One of the key factors to solving these problems is to improve the reliability of service. South Australia has the highest per capita level of household disconnection from electricity in the nation. This not only impinges on personal time but also affects businesses and the job force.
He said, “Our state’s high price and generation volatility, and very unfortunately a state-wide blackout, have meant that we now have the world’s attention, but not necessarily for all the right reasons. But with your sector, we will now change that, and we’ll make it for the right reasons.”
Minister Van Holst Pellekaan’s answer to energy reliability is focussed on two areas: storage and interconnection.
One of the most talked about drawbacks of renewables is a lack of an efficient way to store the energy.
Reliable storage will have myriad benefits for consumers: it will make electricity cheaper both in the short- and long-term, it lessens the demand for perfect weather conditions and it copes with peak demand seamlessly.
Minister Van Holst Pellekaan said, “From batteries, thermal storage, hydrogen storage, pumped water storage and many more emerging technologies, storage will allow us to couple other sectors to electricity or hydrogen, such as transport, which is one of the key issues which we must address to provide lower carbon emissions across our state and across the world.”
He adds that he’ll be implementing a world-first in terms of the mass adoption of home batteries by funding a programme to directly help more than five per cent of the state’s population, and indirectly help many more.
He said, “We promise 40,000 home batteries supported by $100million of funding, an average subsidy of $2,500 per household, which will be means tested to ensure that the most opportunities go to the people who need and deserve the most.”
Currently, South Australia is only interconnected with Victoria. While there are many benefits to this agreement, there are negatives too: the two states often share weather patterns, renewable energy production and usage patterns.
To expand on existing arrangements, Minister van Holst Pellekaan wants to extend interconnection to New South Wales. This increases the sunlight hours available to South Australia and means SA’s energy production can be useful in peak NSW usage times.
He said, “New South Wales is particularly where we see interconnection being important for South Australia.
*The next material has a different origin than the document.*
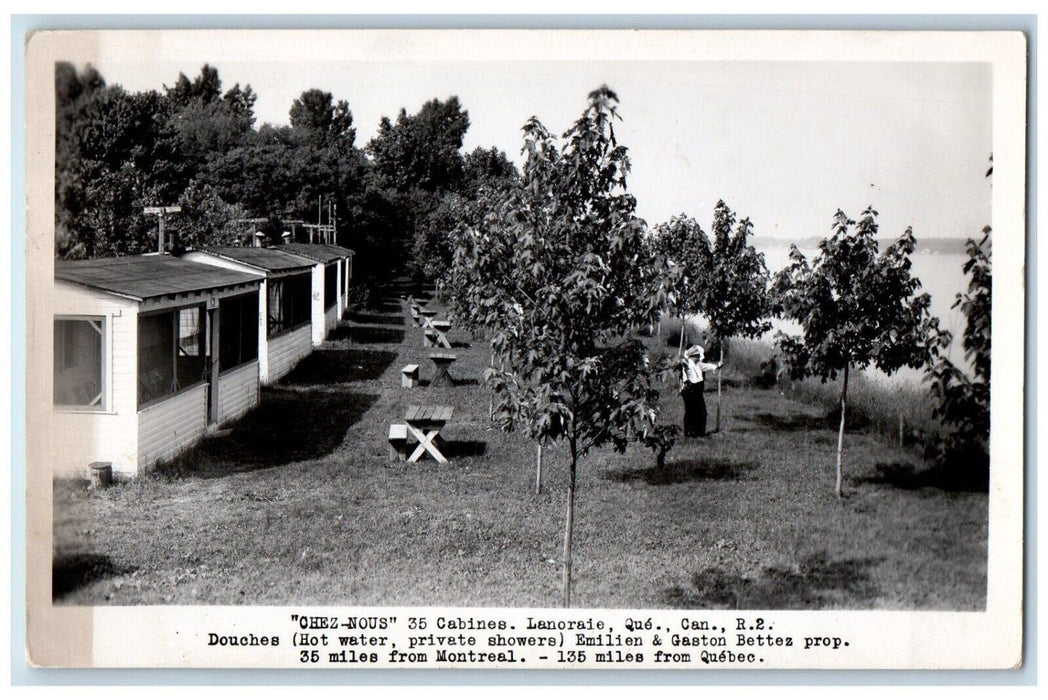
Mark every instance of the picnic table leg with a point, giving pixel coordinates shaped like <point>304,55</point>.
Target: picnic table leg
<point>426,443</point>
New South Wales very often has different weather patterns to South Australia, so that means that their generation opportunities are different, it also means that their demand requirements are different.”
“Part of our commitment to interconnection with New South Wales is the development of a renewable energy zone between north-eastern South Australia and western New South Wales.”
By tackling these two problems and bringing forward viable solutions, Minster van Holst Pellekaan is hoping to make a huge change to the energy issue in South Australia that will bring significant benefits to those in the state.